By transforming a former marine protected area into a new highly protected area, New Caledonia is banning devastating industrial activities like fishing, drilling, and mining on more than a million km2.
“By designating 10% of the park as highly protected, the [New Caledonian] government has started to uphold the commitment it made when establishing the park nearly a decade ago,” states Giuseppe Di Carlo, director of the Pew Bertarelli Ocean Legacy Project, a group instrumental in helping orchestrate these new protections. “Progress has been slow — and there is still much to do — but this important step forward will help preserve New Caledonia’s marine environment for ocean life, the local community, and future generations.”

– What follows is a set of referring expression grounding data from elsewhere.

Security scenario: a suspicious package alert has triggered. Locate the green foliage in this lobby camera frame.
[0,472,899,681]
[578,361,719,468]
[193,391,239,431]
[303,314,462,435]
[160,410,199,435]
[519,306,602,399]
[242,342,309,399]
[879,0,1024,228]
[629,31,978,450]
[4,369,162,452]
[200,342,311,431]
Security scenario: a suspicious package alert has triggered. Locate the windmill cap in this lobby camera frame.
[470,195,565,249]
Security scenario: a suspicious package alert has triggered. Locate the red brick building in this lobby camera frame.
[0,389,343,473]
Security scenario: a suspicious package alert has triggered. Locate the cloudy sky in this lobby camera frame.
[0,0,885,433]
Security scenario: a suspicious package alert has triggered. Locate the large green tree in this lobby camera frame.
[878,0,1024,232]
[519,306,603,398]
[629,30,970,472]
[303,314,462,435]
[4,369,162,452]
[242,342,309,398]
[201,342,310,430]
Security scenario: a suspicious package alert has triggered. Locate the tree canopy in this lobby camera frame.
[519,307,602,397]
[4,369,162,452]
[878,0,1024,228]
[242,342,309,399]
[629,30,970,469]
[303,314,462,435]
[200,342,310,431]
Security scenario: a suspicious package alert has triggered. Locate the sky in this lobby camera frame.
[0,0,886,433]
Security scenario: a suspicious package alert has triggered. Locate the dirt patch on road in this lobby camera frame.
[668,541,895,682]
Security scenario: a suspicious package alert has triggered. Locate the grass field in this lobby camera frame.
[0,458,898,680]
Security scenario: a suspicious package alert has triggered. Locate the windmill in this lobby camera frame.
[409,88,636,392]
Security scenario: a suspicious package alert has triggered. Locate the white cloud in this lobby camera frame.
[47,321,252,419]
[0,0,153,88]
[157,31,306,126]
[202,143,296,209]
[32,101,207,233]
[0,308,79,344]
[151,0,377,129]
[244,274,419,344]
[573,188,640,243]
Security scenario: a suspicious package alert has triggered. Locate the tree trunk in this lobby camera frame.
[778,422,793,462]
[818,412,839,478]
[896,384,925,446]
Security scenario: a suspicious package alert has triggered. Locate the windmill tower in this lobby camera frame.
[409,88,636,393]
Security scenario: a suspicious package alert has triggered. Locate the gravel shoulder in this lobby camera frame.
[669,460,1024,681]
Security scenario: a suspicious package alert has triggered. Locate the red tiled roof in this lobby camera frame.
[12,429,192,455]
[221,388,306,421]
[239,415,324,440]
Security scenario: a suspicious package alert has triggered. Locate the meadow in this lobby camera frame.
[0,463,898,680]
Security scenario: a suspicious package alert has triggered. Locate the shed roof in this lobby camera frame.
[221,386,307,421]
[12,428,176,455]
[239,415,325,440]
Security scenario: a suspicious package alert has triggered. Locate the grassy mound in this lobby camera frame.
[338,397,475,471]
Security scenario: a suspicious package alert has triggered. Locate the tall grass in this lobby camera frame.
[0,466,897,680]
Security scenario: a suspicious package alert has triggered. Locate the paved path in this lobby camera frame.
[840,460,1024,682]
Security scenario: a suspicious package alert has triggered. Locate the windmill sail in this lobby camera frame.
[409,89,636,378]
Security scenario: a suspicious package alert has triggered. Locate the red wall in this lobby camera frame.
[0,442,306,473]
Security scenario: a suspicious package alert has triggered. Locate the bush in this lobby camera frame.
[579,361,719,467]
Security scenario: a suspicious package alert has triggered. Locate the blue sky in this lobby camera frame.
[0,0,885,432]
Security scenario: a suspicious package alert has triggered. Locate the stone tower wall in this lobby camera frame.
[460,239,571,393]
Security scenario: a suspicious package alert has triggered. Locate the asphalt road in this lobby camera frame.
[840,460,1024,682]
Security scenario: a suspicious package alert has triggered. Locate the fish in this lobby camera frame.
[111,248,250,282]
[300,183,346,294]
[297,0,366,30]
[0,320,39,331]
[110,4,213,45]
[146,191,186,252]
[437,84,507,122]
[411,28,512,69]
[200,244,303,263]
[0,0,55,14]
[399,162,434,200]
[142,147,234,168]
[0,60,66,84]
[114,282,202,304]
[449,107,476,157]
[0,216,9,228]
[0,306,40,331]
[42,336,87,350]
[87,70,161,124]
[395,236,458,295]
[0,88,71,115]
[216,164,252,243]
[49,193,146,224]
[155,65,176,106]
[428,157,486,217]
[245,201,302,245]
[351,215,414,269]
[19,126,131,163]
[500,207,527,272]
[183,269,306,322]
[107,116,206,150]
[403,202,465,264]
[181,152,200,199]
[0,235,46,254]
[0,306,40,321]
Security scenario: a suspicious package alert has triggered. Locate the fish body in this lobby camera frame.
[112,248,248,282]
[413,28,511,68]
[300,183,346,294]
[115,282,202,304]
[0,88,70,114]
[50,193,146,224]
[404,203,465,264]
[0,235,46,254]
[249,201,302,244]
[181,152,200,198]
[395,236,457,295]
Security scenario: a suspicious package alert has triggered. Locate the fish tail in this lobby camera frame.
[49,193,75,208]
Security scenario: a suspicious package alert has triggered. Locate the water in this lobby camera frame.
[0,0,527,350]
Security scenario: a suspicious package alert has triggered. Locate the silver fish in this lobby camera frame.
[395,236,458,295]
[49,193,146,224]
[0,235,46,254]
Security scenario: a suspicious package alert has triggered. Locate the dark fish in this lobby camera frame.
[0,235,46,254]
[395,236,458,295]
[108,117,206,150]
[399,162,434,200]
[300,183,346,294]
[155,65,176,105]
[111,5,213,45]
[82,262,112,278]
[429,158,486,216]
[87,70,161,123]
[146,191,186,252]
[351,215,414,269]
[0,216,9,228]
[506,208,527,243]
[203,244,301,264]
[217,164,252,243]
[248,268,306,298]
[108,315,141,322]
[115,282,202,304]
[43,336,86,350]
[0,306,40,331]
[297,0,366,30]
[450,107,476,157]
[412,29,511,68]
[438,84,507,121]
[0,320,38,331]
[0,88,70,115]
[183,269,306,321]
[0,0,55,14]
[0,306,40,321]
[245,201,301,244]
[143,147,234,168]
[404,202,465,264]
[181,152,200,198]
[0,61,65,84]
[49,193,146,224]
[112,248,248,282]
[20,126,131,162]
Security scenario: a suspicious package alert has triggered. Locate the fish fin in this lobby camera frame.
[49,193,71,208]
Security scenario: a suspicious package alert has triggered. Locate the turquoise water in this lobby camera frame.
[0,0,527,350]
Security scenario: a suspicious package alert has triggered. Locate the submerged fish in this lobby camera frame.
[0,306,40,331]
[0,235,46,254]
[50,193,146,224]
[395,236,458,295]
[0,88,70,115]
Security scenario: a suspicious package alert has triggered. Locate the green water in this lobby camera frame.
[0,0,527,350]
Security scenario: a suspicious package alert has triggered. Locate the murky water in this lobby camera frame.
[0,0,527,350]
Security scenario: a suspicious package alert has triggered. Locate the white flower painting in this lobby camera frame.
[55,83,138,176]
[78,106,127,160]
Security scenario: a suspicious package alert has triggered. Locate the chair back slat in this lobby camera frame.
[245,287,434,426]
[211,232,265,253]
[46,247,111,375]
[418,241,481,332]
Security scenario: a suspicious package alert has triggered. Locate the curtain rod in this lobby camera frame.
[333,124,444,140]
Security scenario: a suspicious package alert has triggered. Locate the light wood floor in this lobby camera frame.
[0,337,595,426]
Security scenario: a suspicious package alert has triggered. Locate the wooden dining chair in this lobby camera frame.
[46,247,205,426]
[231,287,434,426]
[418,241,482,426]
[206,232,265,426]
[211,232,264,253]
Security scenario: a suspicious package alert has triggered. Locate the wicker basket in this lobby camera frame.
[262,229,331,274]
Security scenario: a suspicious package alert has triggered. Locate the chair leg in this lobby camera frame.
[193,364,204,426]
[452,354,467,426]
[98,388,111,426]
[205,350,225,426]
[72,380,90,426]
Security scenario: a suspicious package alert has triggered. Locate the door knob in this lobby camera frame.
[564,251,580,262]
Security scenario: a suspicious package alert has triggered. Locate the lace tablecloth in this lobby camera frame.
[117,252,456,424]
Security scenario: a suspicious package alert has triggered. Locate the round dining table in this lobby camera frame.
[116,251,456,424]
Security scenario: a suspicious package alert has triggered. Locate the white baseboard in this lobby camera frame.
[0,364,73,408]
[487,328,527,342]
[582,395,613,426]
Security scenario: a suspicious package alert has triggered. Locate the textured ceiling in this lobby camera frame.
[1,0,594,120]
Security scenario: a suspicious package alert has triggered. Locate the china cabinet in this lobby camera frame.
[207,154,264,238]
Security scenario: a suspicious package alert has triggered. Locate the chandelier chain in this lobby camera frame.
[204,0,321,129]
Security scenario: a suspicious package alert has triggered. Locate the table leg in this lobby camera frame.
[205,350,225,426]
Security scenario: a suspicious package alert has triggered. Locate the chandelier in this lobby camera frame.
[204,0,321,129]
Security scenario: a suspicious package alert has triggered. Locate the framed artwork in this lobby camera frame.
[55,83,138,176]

Ten years ago, the government of New Caledonia, an overseas territory of France located in the western Pacific Ocean, converted its exclusive economic zone (EEZ) into a marine protected area called the Natural Park of the Coral Sea. However, only 2.4% of the 1.3-million-square-kilometer EEZ was highly covered, allowing industrial activities such as fishing, drilling, and permitted mining on 97.6% of the area. Now that this zone is highly protected, sea turtles, sharks, dolphins, whales, and seabirds can thrive once more since habitats and migratory corridors will be preserved. This decision to highly protect 10% of the EEZ is part of New Caledonia’s determination to implement the Kunming-Montreal Global Biodiversity Framework, an agreement calling for saving 30% of the planet’s oceans by 2030. So far, 8.2% of the global ocean is under protection, and only 2.9% is highly protected. Caledonia’s MPA protection counts as France’s effort – one of nine countries that have saved at least 10% of their EEZ.